The Brokoa is a replica of 19th century cargo boats, known as txalupa haundi (broad boat), that sailed along the Basque coast carrying prime quality iron ore from the area of Bilbao to the many forges spread through the country (they were built not where lumber was aboundant and rivers could power their machinery, the ore could always be brought from elsewhere).
The ship is 13.7 m long and 3 m wide, with a max. depth of 80 cm, holding two masts 12 and 8 m high. It could carry some 10 tons of material, normally iron but was also common to complement the cargos with other less important merchandises, known as pacotilla (mariner word that now means in common Spanish "fake" or "low quality").
The journey they are now replicating began at the Biscaine port of Portugalete, north of Bilbao, where the original txalupa haundiak used to load the iron from nearby Somorrostro Valley. There the ancestors of the Brokoa were revised by the "ticket-seller major", who made sure that 8 maravedis per iron quintal were paid to the provincial government as taxes. From Portugalete they sailed to Muskiz and Castro Urdiales, where they visited a historical forge in good preservation state. From Castro they sailed to Plentzia, where are the forges of Butron (Gatika) and then to Lekeitio, where steel bars for naval construction used to be made.
And from Leketio, they made it to Zumaia in just three hours. The port of Zumaia used to supply all the industry of Western Gipuzkoa, along the Urola basin. In this locality they visited an old store still preserved.
Today they must have already done their last coastal journey to Donibane Lohitzune (St. Jean-de-Luz) in Lapurdi, also in some 3 hours. From Donibane, the iron used to be carried up the river Urdazubi to Azkaine in Navarre, where the iron ore was stored for its use at the forges of the low Pyrenees, like the one at the Monastery of San Salvador of Urdazubi. In that monastery will the iron end its journey this time too, after an oxen-pulled cart brings it to its destiny like more than a century ago.
Historian Gonzalo Dúo explains that this type of coastal navigation was only made in summertime, when the sea was calm, and always in daylight.
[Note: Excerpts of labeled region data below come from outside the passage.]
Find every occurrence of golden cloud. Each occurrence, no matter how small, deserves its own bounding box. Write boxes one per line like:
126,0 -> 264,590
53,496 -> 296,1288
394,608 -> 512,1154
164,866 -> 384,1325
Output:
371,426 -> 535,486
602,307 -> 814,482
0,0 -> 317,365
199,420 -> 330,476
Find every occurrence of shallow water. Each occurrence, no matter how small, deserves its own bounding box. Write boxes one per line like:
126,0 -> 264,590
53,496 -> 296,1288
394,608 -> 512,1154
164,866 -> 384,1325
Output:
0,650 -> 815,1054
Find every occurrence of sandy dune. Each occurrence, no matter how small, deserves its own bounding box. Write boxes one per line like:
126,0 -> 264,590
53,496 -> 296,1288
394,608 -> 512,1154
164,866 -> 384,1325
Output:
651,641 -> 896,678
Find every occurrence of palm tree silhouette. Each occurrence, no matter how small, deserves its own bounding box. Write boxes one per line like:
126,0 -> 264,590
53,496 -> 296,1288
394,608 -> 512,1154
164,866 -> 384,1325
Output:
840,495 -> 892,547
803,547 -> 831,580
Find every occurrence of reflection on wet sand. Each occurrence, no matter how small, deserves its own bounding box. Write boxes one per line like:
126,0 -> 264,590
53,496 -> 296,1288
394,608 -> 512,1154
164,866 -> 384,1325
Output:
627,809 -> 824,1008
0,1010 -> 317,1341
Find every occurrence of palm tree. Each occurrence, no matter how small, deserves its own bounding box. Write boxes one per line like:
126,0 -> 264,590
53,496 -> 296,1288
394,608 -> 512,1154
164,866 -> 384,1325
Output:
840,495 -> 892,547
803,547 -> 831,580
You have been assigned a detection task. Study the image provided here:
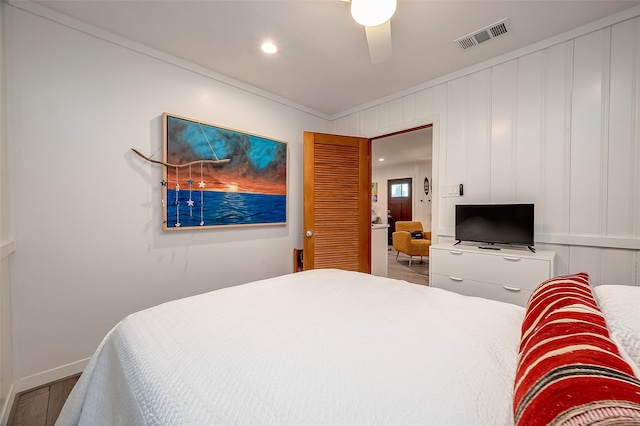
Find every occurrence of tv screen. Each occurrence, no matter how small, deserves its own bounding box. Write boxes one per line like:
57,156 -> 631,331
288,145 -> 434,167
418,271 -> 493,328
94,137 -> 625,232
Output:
455,204 -> 533,246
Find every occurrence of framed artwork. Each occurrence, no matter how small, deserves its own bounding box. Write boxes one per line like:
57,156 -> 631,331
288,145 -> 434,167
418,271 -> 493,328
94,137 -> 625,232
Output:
162,113 -> 288,230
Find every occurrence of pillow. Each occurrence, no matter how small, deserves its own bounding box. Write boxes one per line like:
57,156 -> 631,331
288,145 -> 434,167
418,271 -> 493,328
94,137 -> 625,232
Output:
593,284 -> 640,377
513,273 -> 640,426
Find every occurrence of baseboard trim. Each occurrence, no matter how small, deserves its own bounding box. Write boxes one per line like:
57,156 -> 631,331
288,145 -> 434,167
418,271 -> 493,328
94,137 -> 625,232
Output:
14,358 -> 91,394
0,358 -> 91,426
0,382 -> 16,426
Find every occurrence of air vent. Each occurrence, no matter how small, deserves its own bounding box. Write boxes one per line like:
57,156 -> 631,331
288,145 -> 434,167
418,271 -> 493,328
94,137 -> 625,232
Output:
454,18 -> 511,50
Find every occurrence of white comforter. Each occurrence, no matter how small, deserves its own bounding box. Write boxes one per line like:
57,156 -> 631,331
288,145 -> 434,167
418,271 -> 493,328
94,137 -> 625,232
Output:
57,270 -> 524,426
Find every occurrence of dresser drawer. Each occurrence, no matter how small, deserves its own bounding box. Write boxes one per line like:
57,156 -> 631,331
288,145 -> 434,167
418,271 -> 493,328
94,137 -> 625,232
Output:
429,274 -> 531,306
429,248 -> 551,290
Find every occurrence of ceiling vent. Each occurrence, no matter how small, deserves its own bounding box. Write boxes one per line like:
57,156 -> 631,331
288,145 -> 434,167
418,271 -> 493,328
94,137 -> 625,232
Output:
454,18 -> 511,50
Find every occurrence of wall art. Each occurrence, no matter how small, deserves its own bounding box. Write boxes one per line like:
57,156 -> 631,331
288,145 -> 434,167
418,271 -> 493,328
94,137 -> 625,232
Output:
156,113 -> 288,230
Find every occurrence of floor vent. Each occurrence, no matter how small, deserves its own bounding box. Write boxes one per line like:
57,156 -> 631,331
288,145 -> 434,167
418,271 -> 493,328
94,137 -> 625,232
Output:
454,18 -> 511,50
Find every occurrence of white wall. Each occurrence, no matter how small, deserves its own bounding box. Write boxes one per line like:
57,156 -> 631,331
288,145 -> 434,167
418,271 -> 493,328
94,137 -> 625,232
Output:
333,7 -> 640,285
371,161 -> 432,231
0,3 -> 14,416
5,5 -> 329,387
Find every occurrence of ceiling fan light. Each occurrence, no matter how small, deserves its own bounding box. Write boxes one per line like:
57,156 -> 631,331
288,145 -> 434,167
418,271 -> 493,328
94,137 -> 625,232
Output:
351,0 -> 398,27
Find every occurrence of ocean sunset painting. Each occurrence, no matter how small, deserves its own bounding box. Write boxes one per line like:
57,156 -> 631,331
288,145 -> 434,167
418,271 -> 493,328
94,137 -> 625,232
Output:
162,113 -> 288,230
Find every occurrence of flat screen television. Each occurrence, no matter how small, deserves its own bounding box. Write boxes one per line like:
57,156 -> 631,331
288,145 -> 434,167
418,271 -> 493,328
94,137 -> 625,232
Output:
455,204 -> 535,251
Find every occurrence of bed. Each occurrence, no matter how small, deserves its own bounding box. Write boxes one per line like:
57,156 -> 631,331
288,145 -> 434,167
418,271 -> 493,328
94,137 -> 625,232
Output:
56,269 -> 640,425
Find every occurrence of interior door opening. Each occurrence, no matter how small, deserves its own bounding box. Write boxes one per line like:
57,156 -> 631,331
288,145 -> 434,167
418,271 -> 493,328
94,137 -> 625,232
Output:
371,124 -> 433,244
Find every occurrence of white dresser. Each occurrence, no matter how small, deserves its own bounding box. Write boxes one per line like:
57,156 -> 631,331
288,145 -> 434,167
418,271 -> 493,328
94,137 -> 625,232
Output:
429,243 -> 556,306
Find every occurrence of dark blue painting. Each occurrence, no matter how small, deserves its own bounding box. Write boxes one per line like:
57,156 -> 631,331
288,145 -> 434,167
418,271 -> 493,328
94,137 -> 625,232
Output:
162,113 -> 288,230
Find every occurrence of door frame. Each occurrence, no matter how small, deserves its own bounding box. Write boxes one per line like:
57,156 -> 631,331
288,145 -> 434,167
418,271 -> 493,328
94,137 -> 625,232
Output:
362,114 -> 440,244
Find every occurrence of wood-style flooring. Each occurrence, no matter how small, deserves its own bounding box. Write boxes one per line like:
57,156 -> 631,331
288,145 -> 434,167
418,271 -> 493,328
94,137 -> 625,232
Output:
387,247 -> 429,285
7,374 -> 80,426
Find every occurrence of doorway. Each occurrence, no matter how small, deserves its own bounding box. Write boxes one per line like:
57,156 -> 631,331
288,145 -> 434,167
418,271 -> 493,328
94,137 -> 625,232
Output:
387,178 -> 413,245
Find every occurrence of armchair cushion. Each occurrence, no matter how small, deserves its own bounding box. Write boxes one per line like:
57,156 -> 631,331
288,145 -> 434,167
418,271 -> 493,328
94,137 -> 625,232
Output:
391,221 -> 431,256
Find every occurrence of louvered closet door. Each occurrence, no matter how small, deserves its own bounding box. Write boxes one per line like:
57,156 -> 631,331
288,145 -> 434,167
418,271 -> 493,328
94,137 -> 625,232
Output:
304,132 -> 371,273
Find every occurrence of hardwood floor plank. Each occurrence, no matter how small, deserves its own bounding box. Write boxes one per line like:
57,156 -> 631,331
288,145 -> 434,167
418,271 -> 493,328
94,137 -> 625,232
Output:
46,376 -> 80,426
9,386 -> 49,426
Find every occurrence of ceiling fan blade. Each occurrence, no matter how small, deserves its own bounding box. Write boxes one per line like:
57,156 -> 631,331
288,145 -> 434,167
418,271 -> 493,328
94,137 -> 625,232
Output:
364,20 -> 392,64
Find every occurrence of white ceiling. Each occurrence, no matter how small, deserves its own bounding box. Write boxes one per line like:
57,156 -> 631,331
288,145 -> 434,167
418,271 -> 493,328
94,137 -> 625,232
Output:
30,0 -> 640,118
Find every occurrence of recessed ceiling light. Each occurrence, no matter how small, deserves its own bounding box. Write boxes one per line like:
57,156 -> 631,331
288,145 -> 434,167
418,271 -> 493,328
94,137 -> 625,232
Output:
260,42 -> 278,53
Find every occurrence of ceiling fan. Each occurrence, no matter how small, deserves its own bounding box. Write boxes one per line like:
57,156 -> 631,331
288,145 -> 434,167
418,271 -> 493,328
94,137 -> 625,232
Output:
346,0 -> 398,64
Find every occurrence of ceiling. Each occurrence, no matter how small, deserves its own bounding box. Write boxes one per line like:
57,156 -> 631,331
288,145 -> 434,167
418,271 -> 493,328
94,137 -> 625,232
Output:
27,0 -> 640,118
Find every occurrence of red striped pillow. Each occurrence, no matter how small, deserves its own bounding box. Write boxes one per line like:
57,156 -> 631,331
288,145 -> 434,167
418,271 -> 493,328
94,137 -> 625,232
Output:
513,273 -> 640,426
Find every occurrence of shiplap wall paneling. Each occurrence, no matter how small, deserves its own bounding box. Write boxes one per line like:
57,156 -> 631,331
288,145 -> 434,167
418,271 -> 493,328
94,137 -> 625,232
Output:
606,19 -> 640,237
569,246 -> 637,285
569,246 -> 603,285
388,98 -> 406,128
415,88 -> 434,119
438,77 -> 468,232
513,52 -> 543,213
536,42 -> 573,235
598,248 -> 637,285
535,244 -> 569,276
360,106 -> 378,134
331,113 -> 362,136
570,29 -> 610,236
460,69 -> 491,203
402,93 -> 416,123
636,18 -> 640,241
432,84 -> 453,238
635,250 -> 640,286
491,60 -> 518,203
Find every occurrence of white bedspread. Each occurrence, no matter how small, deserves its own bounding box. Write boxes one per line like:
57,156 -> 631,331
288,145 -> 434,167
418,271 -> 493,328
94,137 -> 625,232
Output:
593,285 -> 640,378
57,270 -> 524,426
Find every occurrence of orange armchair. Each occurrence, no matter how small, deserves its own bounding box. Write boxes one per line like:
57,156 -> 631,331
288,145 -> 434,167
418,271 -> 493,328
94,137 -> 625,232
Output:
391,221 -> 431,266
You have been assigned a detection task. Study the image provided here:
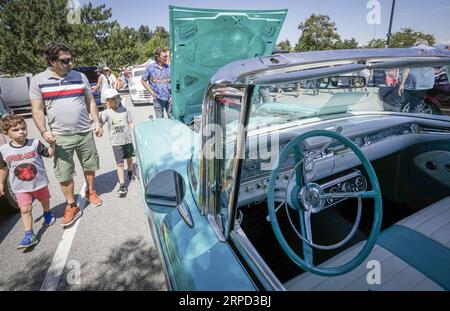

It was a way to make some money for people that in winter worked as fishermen in the same kind of ships. They carried as much mineral as they could, sometimes causing the ship's wreckage.
This kind of traffic, he argues, caused much stronger connections between the people of the coast, finding surnames of various local origins, scattered along the Basque coast, something that did not happen in the interior.
In July 2010 the Brokoa will be at the meeting of old ships at Brest (Brittany) and its owners are already planning a longer journey for it along the whole coast of the Bay of Biscay: from the Galician Bayona (at the border with Portugal) to the Basque Baiona (Bayonne) in Lapurdi. Maybe for 2011.